Bengals can't get caught up in blowout

MIAMI -- It was a comment Cincinnati Bengals coach Marvin Lewis made in passing, at the tail end of a broader point he was trying to emphasize. Like many quotes he and countless other coaches often give at news conferences, it was the type of statement that could have easily been thrown away, dismissed as being something comparatively insignificant.

But upon further review, the point Lewis was making is actually a pretty strong one, and one Bengals fans have to hope their team was paying attention to.

"We know it's going to be difficult and tough," Lewis said this week, discussing the challenge of playing the Miami Dolphins on Thursday night. "We're going to play a football team that's lost a lot of close football games, so we've got to play great football."

OK, so it wasn't the football equivalent of John F. Kennedy's "Ask not what your country can do for you" or Franklin Roosevelt's "The only thing we have to fear is fear itself," but Lewis' quote got the point home. The Bengals will be going into a hostile environment against a team desperate for a win after having lost its last three games by a total of 15 points. The added adversity of bringing an injury-depleted roster to South Florida makes the Bengals' challenge that much greater.

Days after earning their easiest win in five seasons, the Bengals know that when they step through the tunnel at Sun Life Stadium they will have to brace for 60 minutes of intense, physical, grinding football. The 49-9 blowout they just enjoyed against the New York Jets can't be expected this week, no matter how much the Dolphins are scuffling.

"It's going to be a tough game," Bengals cornerback Chris Crocker said. "[The Dolphins] are in a lull right now and they're really trying to find a way to win. Those guys are going to play really hard."
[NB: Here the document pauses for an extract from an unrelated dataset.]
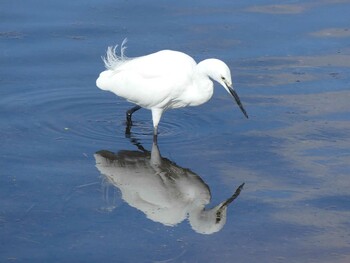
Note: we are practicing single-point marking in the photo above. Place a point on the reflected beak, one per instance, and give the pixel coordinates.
(235, 95)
After jumping out to a 3-0 start, the Dolphins have lost their last four games. Aside from a 38-17 loss at New Orleans that kicked off the losing streak, they have been in the other three games until the final minutes.

"They've had their struggles on offense, but they're going to find a way," said Crocker, who spent part of the 2008 season with the Dolphins. "This league is all about parity. There's good players on each team. They're going to make good plays. We just have to make more."

Miami caught the rest of the league's attention last week when it jumped out to an early 17-3 lead at New England and looked poised for a big streak-snapping victory. After two quarters, the game appeared to be well in the Dolphins' favor. And then the Patriots stormed back, scoring 24 unanswered points in the second half to claim a 27-17 victory. While the Dolphins may have been disappointed by the result, that first half was enough to prove to the Bengals that Miami won't give in like the Jets eventually did.

The good thing for the Bengals, though, is that if Thursday's game ends up going down to the wire, they have experience in situations like this. Indeed, games like Sunday's are a rarity for them. If anything, tight contests are more of the norm for them, which is why columnists and feature writers have for years nicknamed them the "Cardiac Cats."

Just take a look at the Bengals' record for the rest of the first half of the season. Excluding last Sunday's blowout and a 17-6 loss at Cleveland, every other game the Bengals have played has been decided by 10 points or fewer. They are 5-1 in such contests. At Buffalo and Detroit in consecutive weeks, they walked off with wins after Mike Nugent hit a pair of game-winning kicks. He made a 43-yard field goal to beat the Bills in overtime, and a 54-yarder as time expired against the Lions.

"We've been in a lot more dogfights than being in games like this," Bengals receiver Marvin Jones said after the win over the Jets. "We know what it is. We can't let our guard down, and we're just going to keep going forward and keep preparing like we're going to be in a dogfight and go out there and get the 'W.'"

As insignificant a storyline as it may seem, it is true: the Bengals can't get caught up in reliving their blowout. That game was the exception. The rule is that winning each week in this league is tough, and this week could be the toughest.